Na entrevista, Maria também relembrou a agressão que a deixou paraplégica. Ela acordou de madrugada quando levou um tiro nas costas do ex-marido em 1983.
— Estava dormindo, por volta de 5h ou 6h da manhã, e acordei com um forte barulho dentro do quarto. E, me mexendo, pensei imediatamente: "O Marco me matou". Naquele momento, senti que estava morrendo. Pedi muito a Deus para não deixar que minhas filhas ficassem órfãs de mãe. Os vizinhos me acudiram, me levaram para o hospital, passei dois meses hospitalizada, submetida a cirurgias. (...) A minha lesão quase me deixou tetraplégica. Quando saí de Fortaleza, não conseguia escovar os dentes, não tinha o controle. Quando voltei, dois meses depois, estava recuperada dos membros superiores. Os outros fui trabalhando com fisioterapeutas, algumas cirurgias — contou ela.
— Quem cuidou de mim foram os vizinhos, porque ele foi encontrado com uma corda no pescoço deitado na cozinha. Ele falou que tinha lutado com quatro assaltantes que haviam entrado na casa. Ele forjou. Eu acreditei nessa história, como todo mundo. Quem desmascarou a versão dele foram os vizinhos. O vigia da construção da nossa casa disse que não viu ninguém entrando ou saindo. Os vizinhos, que olharam pelo quintal, não viram ninguém. A cachorra, uma pastora alemã, não latiu.
Maria e Marco se conheceram quando ambos faziam cursos de pós-graduação em São Paulo. Casaram, tiveram três filhas e se mudaram para Fortaleza, quando o colombiano enfim conseguiu sua nacionalização de brasileiro. Após um tempo de relacionamento, Maria percebeu uma mudança no comportamento do marido.
— De uma pessoa amiga, afável, ele começou a se tornar uma pessoa intransigente e violenta, até com as próprias filhas. Isso me desnorteou.

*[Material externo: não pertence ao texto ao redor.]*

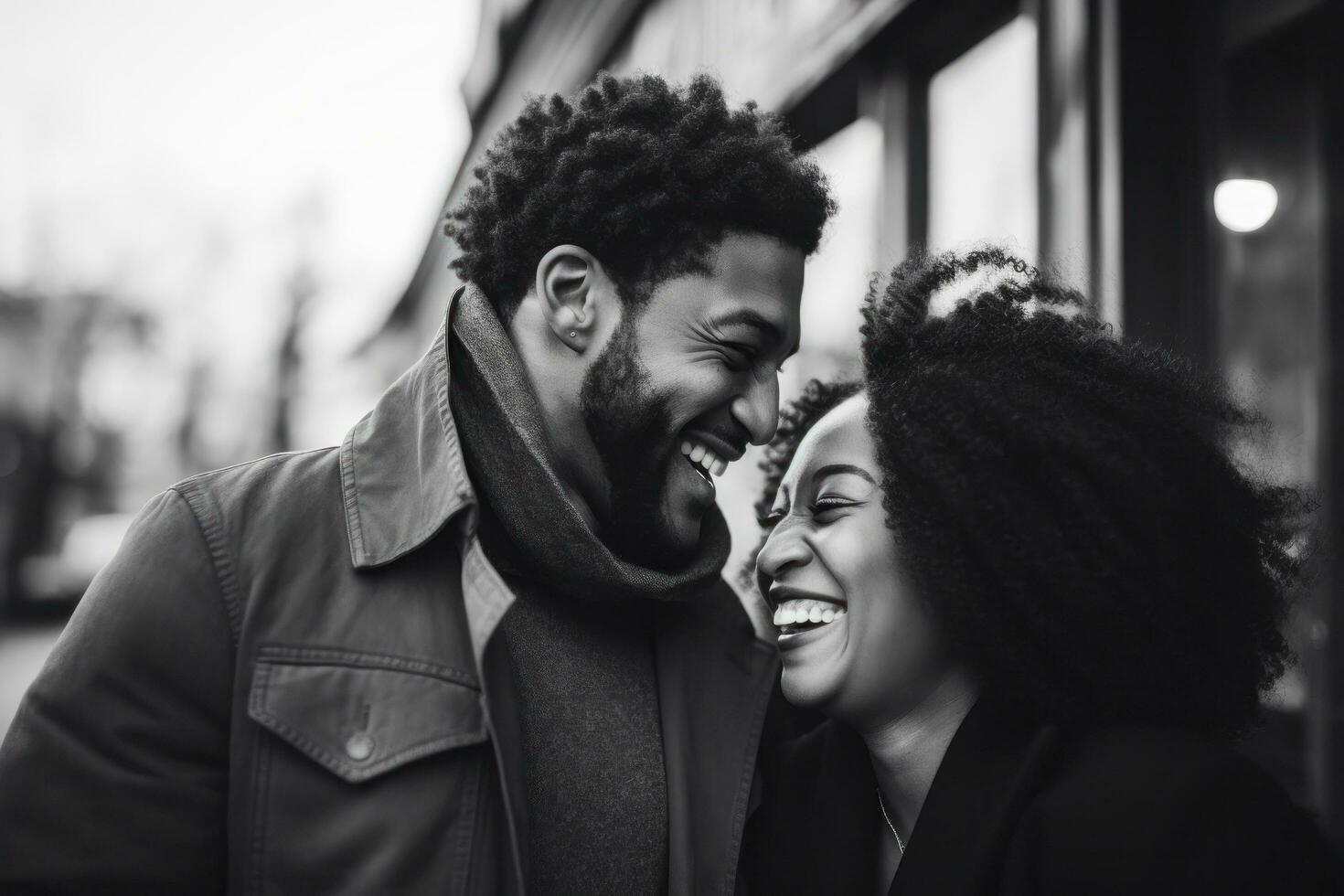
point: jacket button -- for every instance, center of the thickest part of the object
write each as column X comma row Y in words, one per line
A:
column 359, row 747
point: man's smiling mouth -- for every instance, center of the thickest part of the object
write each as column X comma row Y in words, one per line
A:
column 703, row 460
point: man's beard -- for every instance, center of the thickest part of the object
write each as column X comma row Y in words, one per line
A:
column 626, row 421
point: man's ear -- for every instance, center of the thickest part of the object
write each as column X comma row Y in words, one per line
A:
column 566, row 281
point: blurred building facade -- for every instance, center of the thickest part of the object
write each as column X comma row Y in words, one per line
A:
column 1090, row 134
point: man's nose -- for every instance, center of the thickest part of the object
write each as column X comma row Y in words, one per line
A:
column 758, row 407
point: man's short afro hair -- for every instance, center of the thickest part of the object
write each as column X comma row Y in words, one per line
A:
column 644, row 175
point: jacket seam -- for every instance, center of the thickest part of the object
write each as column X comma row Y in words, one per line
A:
column 211, row 531
column 261, row 787
column 445, row 414
column 256, row 461
column 273, row 653
column 740, row 804
column 355, row 528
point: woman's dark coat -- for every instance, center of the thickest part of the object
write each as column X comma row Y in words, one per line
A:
column 1020, row 809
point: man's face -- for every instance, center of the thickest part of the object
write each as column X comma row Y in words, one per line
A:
column 686, row 382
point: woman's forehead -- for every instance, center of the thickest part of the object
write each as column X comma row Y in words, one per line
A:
column 839, row 437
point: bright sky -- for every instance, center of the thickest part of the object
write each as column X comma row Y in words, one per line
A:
column 187, row 154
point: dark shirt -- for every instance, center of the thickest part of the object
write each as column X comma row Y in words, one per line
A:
column 1020, row 809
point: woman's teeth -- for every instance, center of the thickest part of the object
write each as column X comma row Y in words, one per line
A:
column 792, row 613
column 705, row 458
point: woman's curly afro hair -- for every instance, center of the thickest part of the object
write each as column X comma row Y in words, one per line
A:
column 643, row 175
column 1066, row 503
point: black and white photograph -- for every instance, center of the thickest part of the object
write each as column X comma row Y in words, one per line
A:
column 677, row 448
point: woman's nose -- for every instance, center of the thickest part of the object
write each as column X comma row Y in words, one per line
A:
column 784, row 549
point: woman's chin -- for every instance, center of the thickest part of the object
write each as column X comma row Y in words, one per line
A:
column 808, row 689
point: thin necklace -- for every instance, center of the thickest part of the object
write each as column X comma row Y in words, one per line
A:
column 901, row 844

Não queria continuar com aquele relacionamento, mas não podia tomar uma decisão — lembrou ela, que tinha medo do que Marco poderia fazer se ela impusesse a separação.
— Como ainda hoje acontece, quando essas mulheres vivem um relacionamento abusivo e não procuram a Lei Maria da Penha para sair da situação, termina em feminicídio, né? Então, não me atrevi a dizer que queria me separar — explicou.
Recentemente, o agressor de Maria virou notícia ao visitar um deputado de Santa Catarina em seu gabinete para "contar a versão dele dos fatos". Sobre o assunto, a farmacêutica bioquímica ressaltou que, para ela, "não pesa nem contribui" o que o ex está fazendo hoje.
— Ele foi condenado a 10 anos de prisão, cumpriu dois. É o trâmite da justiça brasileira. Houve um reconhecimento do meu processo, em que ele realmente foi o autor da tentativa de homicídio. O momento de ele contestar já passou. (...) Para mim, não pesa nem contribui o que ele está fazendo. A minha luta hoje não é em relação a ele. Minha luta é para que a lei que leva meu nome realmente funcione.
Entre as mudanças necessárias no combate à violência contra a mulher, Maria da Penha ressalta a importância do investimento na educação, além da criação de uma ouvidoria para as mulheres que utilizam a Lei possam relatar suas experiências. Também reforça a necessidade de existir um centro de referência para as mulheres serem melhor atendidas (e com discrição) dentro das unidades de saúde dos municípios.